Oftentimes, dental pain is associated with pawing at the mouth and general disinterest with food.

Hard kibble is tough on the teeth, so it explains why they would avoid their normal food.

The same can be said about treats. Most treats are softer than your average kibble, making it easier to scarf down.

Related: 15 Possible Causes for Chattering Teeth in Dogs

What You Can Do To Get Your Dog to Eat

Once you have identified the problem, or at least have a good idea of what's going on, you can take steps to improve your pup's appetite. Here are a few common tricks you can try.

Take a Trip to the Vet

First things first, visit your vet. Your vet can rule out any medical problems that may be occurring. They can perform diagnostic tests to ensure that your pup's lack of appetite isn't a red flag for something else.

If there is something serious going on, you can take the steps to treat or manage the problem. Even if there are no medical problems to blame, your vet may be able to restore your dog's appetite.

Prebiotic and probiotic treatments work wonders for dogs with no appetites. They're often used after surgery. Anesthetics tend to throw the gastrointestinal tract off balance. Those probiotic treatments restore healthy bacteria and make your dog hungry again.

Limit treats

Sometimes, dogs will avoid their food because they prefer treats instead. If that's the case, you'll need to take back control.

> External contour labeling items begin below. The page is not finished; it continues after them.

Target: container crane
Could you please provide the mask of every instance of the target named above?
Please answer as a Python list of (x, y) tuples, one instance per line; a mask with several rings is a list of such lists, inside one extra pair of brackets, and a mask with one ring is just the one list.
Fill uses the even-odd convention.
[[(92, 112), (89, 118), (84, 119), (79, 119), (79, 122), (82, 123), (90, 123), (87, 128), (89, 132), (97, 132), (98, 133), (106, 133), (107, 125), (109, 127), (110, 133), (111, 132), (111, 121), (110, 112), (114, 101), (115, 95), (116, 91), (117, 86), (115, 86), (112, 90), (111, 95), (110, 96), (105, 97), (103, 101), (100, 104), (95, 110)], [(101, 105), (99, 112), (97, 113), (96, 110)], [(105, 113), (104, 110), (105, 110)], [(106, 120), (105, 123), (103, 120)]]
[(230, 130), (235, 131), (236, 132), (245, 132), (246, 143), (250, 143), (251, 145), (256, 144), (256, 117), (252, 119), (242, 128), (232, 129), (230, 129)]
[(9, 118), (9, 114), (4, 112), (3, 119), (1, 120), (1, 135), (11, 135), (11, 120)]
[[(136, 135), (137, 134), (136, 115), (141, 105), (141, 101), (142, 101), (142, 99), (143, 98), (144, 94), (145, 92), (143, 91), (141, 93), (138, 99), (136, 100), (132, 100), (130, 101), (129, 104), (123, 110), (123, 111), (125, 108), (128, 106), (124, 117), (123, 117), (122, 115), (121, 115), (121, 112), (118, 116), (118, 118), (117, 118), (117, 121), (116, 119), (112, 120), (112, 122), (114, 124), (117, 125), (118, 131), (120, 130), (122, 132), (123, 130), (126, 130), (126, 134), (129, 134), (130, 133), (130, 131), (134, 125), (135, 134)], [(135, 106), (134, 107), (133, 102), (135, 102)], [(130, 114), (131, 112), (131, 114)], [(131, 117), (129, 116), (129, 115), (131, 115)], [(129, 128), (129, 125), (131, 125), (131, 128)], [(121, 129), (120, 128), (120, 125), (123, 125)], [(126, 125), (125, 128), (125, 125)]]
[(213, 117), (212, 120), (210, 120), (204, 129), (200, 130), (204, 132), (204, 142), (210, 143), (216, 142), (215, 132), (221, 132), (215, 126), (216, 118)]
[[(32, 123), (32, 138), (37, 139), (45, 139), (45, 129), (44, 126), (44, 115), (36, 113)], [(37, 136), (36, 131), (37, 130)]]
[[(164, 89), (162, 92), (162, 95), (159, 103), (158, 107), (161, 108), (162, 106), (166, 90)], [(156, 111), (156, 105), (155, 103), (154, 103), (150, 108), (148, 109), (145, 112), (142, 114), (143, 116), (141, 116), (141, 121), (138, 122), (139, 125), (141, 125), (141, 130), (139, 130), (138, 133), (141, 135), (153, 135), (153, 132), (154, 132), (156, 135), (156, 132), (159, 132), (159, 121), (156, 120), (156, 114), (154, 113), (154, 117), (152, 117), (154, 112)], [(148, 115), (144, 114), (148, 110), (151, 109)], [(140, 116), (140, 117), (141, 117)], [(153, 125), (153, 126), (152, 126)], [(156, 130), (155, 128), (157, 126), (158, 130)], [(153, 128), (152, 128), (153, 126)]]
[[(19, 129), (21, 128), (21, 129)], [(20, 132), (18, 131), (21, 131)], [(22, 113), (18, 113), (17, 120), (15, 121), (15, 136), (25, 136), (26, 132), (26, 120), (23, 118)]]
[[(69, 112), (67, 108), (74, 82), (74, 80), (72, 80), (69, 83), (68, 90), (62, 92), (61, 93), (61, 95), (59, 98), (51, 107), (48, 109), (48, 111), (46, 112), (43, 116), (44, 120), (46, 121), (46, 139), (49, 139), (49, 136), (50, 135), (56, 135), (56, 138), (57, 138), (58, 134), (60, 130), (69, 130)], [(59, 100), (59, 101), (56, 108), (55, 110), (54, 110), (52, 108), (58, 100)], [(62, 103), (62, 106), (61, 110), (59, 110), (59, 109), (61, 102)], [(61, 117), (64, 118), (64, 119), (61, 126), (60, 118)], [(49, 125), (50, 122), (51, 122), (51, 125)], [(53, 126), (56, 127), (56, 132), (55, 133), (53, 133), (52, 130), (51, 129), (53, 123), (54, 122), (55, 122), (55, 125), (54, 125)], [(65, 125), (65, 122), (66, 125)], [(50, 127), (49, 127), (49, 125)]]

You can't let your dog starve just because they prefer fatty treats! Be a stern owner and put a stop to the treats for a bit. Once your dog realizes that they don't have the treats to fall back on, they may start eating their kibble again.

Explore Some New Foods

To appease the picky palate of your dog, you might want to explore some new food options. This is a trick many owners use once their pup has gotten over the excitement of new flavors.

There are a few ways to convince your pup to take a taste.

The first thing you can do is use toppers or gravy mixes. Just pour some on top of their existing kibble to give it a boost of flavor. You can also use canned food.

If that doesn't work, try switching flavors within the same brand. Most brands will use similar ingredients among the different flavor choices, making the transition easier for your dog. The new taste could be enough to kickstart their appetite.

Finally, you can change to a completely new brand. Exercise some caution here. Try to stick to a food that has the same nutritional value. Also, you'll need to transition your dog slowly to avoid any stomach upsets.

Stick to a Feeding Schedule

Once your dog is eating again, be consistent with your feeding schedule. Avoid those stray treats that you like to give your pup anytime they flash those puppy-dog eyes!

Sticking to a schedule shows your dog what they can expect. It lets them know they can't hold out for treats or hope that you're going to offer something better later on.

Conclusion

Your dog's diet supports every aspect of their health. When they've suddenly stopped eating their kibble, you need to take the issue seriously. Figure out what's going on and address the problem head-on.

Once you do that, you can rest easy knowing that your pup is getting all the nutrients they need.